Under the artistic directorship of Les Waters, Actors Theatre of Louisville’s (ATL’s) main-stage season intentionally integrates the energies and innovations of the theatre’s annual Humana Festival of New American Plays. Waters’s January 2015 revival and revision of Naomi Iizuka’s At the Vanishing Point, a memory play set in Louisville’s Butchertown neighborhood that was first produced at the Humana Festival in 2004 under his direction, acutely synthesized forces of emplacement and transcendence. Now undergoing gentrification, Butchertown lies east of downtown Louisville, only a few miles from ATL, and is the historic home to the meat-packing industry and the Kentucky School for the Blind. The neighborhood’s disused warehouses provided a place for site-specific staging in 2004, but the show moved into the theatre’s traditional auditorium in 2015.
Iizuka created the script out of interviews and research in Butchertown; ATL invited her back into workshop for the 2015 revival as well. The play employs only monologues. It begins with the “the photographer,” a figure based on Kentucky artist Ralph Eugene Meatyard. The action starts with Meatyard showing a blurry image on a portable projection screen. Having worked as an optometrist to support his photography, he reflects on the physiology of how the eye selects and arranges things, asking the audience to consider how we focus our perception. He tells a story about fitting a young solider for glasses and realizing that the young man had never seen the world unblurred before. Meatyard’s photography experimented with extreme closeup, with blurring, with overlap, with masked figures. He often took unadorned and haunting photos of his children. In photography the vanishing-point perspective creates a sense of depth, an illusion of energies stretching on into infinity. Similarly, the play provides closeups on Meatyard’s biography and a series of other life stories: those of the Henzel family, who worked in the hog-processing industry; and those of a bookkeeper and the blind actress he loved at the time of Louisville’s 1937 flood, when the Ohio River overflowed and hit hard in Butch-ertown, hence magnifying the deprivations of the Great Depression. All the stories blur, overlap, and connect to Meatyard as they move through the geography of the city’s meat-packing district. For instance, when the audience latterly understands that meat-packer Frank Henzel was the young soldier whom the photographer fitted for glasses, the grief of Frank’s death in Vietnam, already mourned in the monologues by his brother and his widow, wakens afresh.
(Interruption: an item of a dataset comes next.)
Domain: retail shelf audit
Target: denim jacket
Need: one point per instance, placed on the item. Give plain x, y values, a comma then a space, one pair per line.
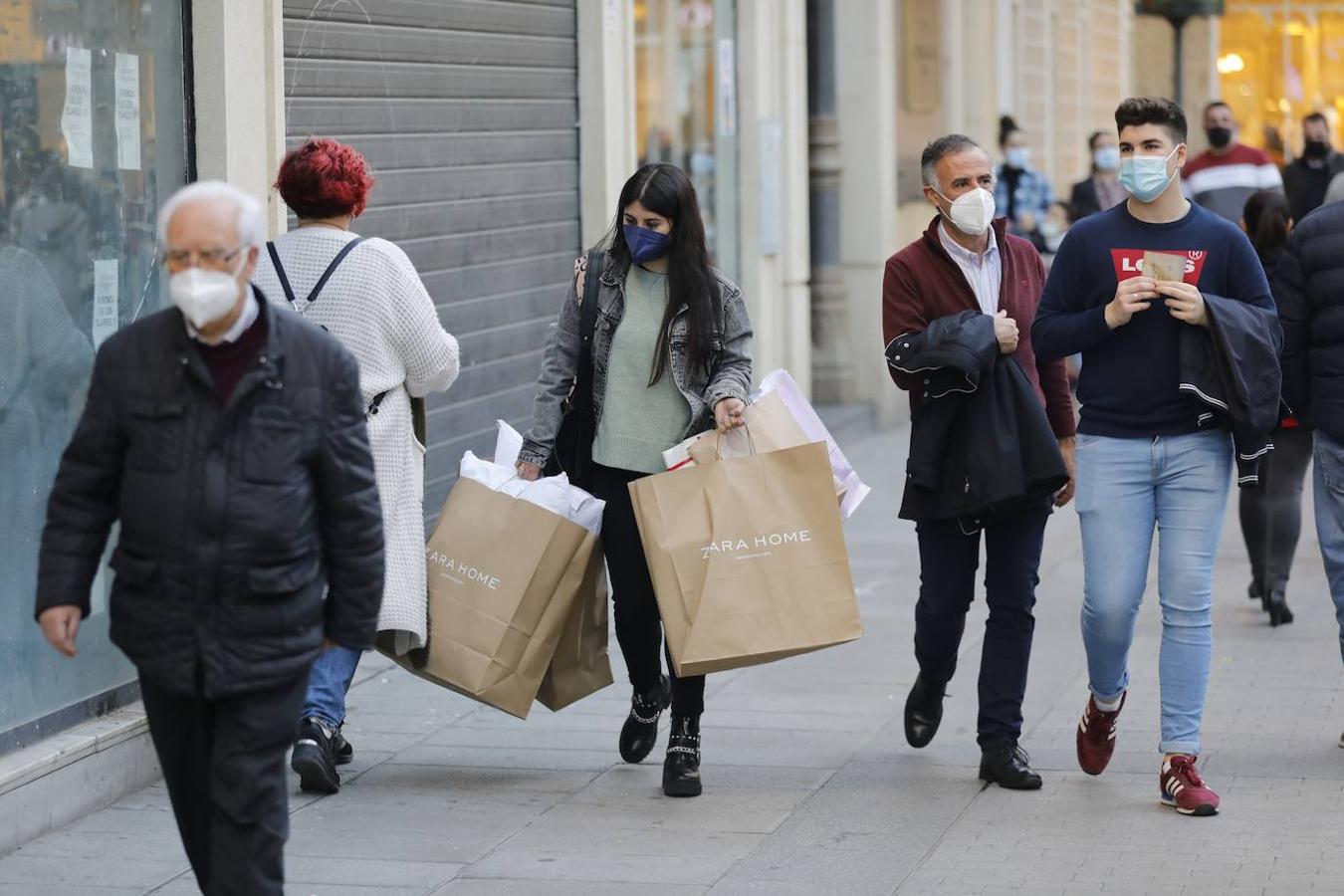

In the 2015 production the mise en scène also conjured a sense of infinity and connection: Annie Smart’s set was monumental though simple, with a stunningly angled back wall, a raked forestage, and a patch of grass invoking Kentucky’s countryside on stage right. The space shimmered with light and video during sequences depicting the storm that caused the Ohio River to flood. At other points actors who played ghosts of the characters’ former selves ran in loping arcs across the expanse or stayed still, vivified by strong beams of light from the windows and doorways at different levels in the metallic back wall. Inhabiting this open and charged space, ATL’s At the Vanishing Point refused any fourth-wall division between stage and auditorium. Every character spoke directly to the audience; so much so that Bruce McKenzie’s performance as the photographer seemed so intimate, it felt unscripted. The stories accumulated into a structure defined by place rather than time: the river, the architecture, and the roads of Louisville [End Page 710] felt present in the storytelling, but the performance also seemed to happen in a shared space of memory whether one knew Louisville well or not. We were in the same space of mind and feeling.